Post # 1
My fiance informed me today that his cousin (a bridesmaid) plans to go get a dress made for her to change into after the ceremony. This kind of offended me because she had always told my fiance that she wanted to be a bridesmaid in our wedding so she basically made herself a bridesmaid and now she plans to change into a custom made dress for the ceremony and its not going to be the color i chose for my bridesmaids. I don’t understand why if i am not even picking the style of the bridesmaid dresses, i am choosing the color and having them wear pretty much whatever style in that color. So it’s not like im making her wear a dress that is uncomfortable or that she dosnt like.
I don’t understand why she can’t just have a dress made for her but in the bridesmaid color which is purple.
So i am bothered by this and am thinking of not having her be recognized as a bridesmaid after she takes off the bridesmaid dress, meaning that if there were to be photos taken of all the bridesmaids at the reception, i would not like her in them with her mismatched dress.
Would I be doing wrong in not recognizing her as a bridesmaid after she takes off the purple dress? Or should I tell her that I would really like for her to leave the dress on?
Post # 3
@Mrs.Ramos2b: that sounds odd doesnt it, I have never heard of a bridesmaid changing dresses.
Post # 4
I think it’d be fair for you to politely ask her to keep the bridesmaid dress on, as you would like to keep the cohesiveness for the reception photos.
Post # 5
tats unheard off … i agree with sheesh , for unity looks in photos, politely ask her not to change..
Post # 6
Brides change their dresses which was unheard of not so long ago!
I think you can ask her to keep it on until the photos/speeches/dances etc are done but afterwards why can’t she change? Is there really any valid reason not to let her change into something she is more comfrtable in so she can enjoy the end of the reception?
Post # 7
I think it’s weird she wants to change, but I don’t think it’s worth being bothered about. You have enough to worry about. Deciding to change will make her look cooky, not you.
Post # 8
That does sound strange so there must be a good reason. You should ask her why she wants to change before you get upset.
Post # 9
Her changing dresses would make me think she’s going to try and “out do the other girls in the wedding party”.

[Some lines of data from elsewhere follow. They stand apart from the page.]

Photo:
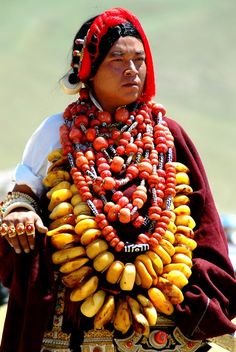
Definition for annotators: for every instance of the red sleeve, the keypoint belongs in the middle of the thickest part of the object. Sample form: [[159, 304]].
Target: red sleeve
[[209, 303]]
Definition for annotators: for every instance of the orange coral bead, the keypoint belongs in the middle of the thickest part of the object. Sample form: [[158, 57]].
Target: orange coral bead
[[145, 166], [109, 183], [117, 164], [100, 143], [108, 206], [133, 171], [81, 160], [140, 194], [104, 116], [90, 134], [138, 202], [123, 201], [131, 148], [154, 217], [124, 216]]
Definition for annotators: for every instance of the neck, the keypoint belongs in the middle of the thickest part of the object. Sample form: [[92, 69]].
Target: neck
[[102, 106]]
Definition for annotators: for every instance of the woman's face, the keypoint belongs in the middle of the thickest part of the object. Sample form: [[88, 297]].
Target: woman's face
[[120, 78]]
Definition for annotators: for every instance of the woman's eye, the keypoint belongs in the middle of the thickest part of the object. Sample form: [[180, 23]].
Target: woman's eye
[[141, 59]]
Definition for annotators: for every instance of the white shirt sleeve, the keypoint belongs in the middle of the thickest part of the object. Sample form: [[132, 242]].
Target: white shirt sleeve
[[34, 164]]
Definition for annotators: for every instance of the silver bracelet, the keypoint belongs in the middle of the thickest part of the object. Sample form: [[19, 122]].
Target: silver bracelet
[[15, 200]]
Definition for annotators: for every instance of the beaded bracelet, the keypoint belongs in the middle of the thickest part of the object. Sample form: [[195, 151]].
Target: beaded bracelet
[[15, 200]]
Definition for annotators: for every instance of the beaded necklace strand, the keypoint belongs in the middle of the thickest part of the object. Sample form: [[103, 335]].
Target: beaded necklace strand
[[106, 156]]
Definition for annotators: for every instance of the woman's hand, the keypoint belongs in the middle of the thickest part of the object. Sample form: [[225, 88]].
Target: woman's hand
[[19, 228]]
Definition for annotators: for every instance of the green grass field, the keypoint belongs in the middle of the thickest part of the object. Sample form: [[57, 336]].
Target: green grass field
[[194, 51]]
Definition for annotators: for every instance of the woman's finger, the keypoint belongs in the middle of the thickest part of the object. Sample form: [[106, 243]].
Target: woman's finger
[[20, 230], [12, 238], [30, 234]]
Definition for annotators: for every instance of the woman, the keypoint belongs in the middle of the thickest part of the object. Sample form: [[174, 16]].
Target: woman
[[128, 167]]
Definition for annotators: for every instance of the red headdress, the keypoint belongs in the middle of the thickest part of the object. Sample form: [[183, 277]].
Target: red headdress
[[99, 28]]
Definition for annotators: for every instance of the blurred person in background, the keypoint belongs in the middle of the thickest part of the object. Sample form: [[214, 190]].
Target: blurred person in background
[[111, 238]]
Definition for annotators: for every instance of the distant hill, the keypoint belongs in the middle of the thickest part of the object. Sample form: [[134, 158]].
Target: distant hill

The bride changes dresses or whatever sometimes because the bride is centre of attention and that is acceptable. A bridesmaid changing dresses is an indication of wanting more attention than what she thinks she might get. Ultimatum either wear the bridesmaid dress all day or wear the other dress as a guest.
Post # 10
Why didnt your fi tell her straight away that it would be unacceptable to change dresses anyway?
Post # 12
I think it’s fine. If you’re doing a reception entrance with your wedding party then I would ask her to stay in her dress until that is over. Once you’re in the reception and walking around, what she’s wearing won’t matter anymore. In fact, you’ll be so preoccupied with all your other guests that you probably won’t even notice.
Post # 13
Not only do I think it’s strange that she wants a separate reception dress, it’s way over the top for her to be getting one custom made! Who’s she trying to impress???
Post # 14
It is weird but maybe there’s more to the story. Why not just ask her about it? You can kindly let her know that your plan for photos is a cohesive look and tell her that unfortunately, if she changes, the pictures won’t include her.

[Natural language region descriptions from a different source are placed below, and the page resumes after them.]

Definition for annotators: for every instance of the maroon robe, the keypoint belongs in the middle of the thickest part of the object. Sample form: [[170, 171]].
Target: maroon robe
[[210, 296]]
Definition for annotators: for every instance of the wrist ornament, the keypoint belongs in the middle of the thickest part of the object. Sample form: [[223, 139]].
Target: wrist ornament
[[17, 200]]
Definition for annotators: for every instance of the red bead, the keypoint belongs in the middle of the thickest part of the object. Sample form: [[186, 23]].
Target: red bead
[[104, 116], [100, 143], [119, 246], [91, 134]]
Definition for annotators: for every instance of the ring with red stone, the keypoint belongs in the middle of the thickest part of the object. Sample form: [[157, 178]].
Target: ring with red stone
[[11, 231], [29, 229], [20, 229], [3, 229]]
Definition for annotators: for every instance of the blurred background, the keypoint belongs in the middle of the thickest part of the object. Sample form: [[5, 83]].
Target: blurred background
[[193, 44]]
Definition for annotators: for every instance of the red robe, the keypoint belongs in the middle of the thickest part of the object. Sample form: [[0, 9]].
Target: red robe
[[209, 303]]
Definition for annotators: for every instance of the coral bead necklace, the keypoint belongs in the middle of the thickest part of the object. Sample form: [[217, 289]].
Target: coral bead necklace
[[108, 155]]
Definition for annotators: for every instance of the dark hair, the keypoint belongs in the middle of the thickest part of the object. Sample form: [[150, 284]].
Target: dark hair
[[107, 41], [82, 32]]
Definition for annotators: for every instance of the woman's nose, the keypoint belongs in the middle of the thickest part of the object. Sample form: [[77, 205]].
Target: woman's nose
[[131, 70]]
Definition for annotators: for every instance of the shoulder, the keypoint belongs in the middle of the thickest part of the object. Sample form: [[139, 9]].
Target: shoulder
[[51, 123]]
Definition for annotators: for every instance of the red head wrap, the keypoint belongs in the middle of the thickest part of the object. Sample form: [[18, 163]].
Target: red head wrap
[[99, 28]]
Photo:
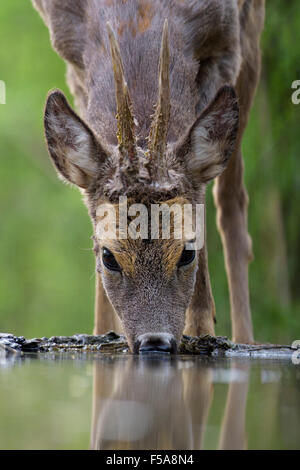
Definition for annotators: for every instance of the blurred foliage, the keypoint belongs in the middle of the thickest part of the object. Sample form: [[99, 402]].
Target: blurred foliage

Maybe, she means she’s having a dress to put on after all of the “major” events of the night are over. Maybe it’s a dress that will be easier for her to dance in after the photos and all the obligatory bridesmaids things are done.
Post # 15
This is odd. I’ve never heard of a bridesmaid wanting to do this.
I think you and your Fiance should both tell her that it’s not ok to do this. Normally I would be like…omg get over it, BUT the fact that she had a custom dress made is strange. Have you seen it? Is it like a wedding dress?
Post # 16
I changed at my friend’s Destination Wedding (I was MOH) – but it was a small wedding with a reception being held in the main area of the resort (so other people not with the wedding were there). I asked if she minded (well after all the traditional stuff was done) because I had a bad sun-burn and the straps on the dress were KILLING me. We have some great photos from the latter half of the night dancing together after I changed and she was perfectly happy.

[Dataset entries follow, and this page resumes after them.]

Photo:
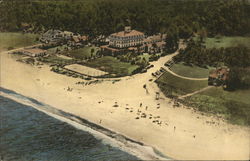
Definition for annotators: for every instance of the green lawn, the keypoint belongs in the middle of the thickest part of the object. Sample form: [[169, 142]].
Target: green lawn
[[233, 105], [175, 86], [83, 53], [112, 66], [9, 40], [226, 41], [190, 71], [52, 59]]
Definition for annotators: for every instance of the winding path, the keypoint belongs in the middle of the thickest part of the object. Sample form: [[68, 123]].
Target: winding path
[[177, 75]]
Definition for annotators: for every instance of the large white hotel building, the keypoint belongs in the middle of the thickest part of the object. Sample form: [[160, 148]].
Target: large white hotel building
[[126, 38]]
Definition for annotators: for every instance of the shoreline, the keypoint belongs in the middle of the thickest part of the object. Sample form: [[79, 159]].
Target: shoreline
[[114, 139], [192, 138]]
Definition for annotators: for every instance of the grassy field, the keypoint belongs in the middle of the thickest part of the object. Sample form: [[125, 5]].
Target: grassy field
[[53, 59], [226, 41], [112, 66], [173, 86], [83, 53], [190, 71], [10, 40], [234, 105]]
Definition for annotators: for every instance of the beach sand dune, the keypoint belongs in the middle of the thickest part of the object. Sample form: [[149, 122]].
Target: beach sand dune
[[179, 133]]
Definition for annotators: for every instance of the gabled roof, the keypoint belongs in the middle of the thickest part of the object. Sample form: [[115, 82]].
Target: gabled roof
[[125, 34]]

FYI – I changed into a yellow strapless sundress (not a custom gown!!)…I would never have assumed it was ok to change under any circumstances or without her permission prior to attending the wedding. In other weddings I have been in, I wore the dress all night (as did all the other girls). I do agree that it’s very awkward that she is not asking but rather, TELLING you that she will not wear the dress after the ceremony.
I agree with the PP who said…make her wear it all night, or tell her to come as a guest.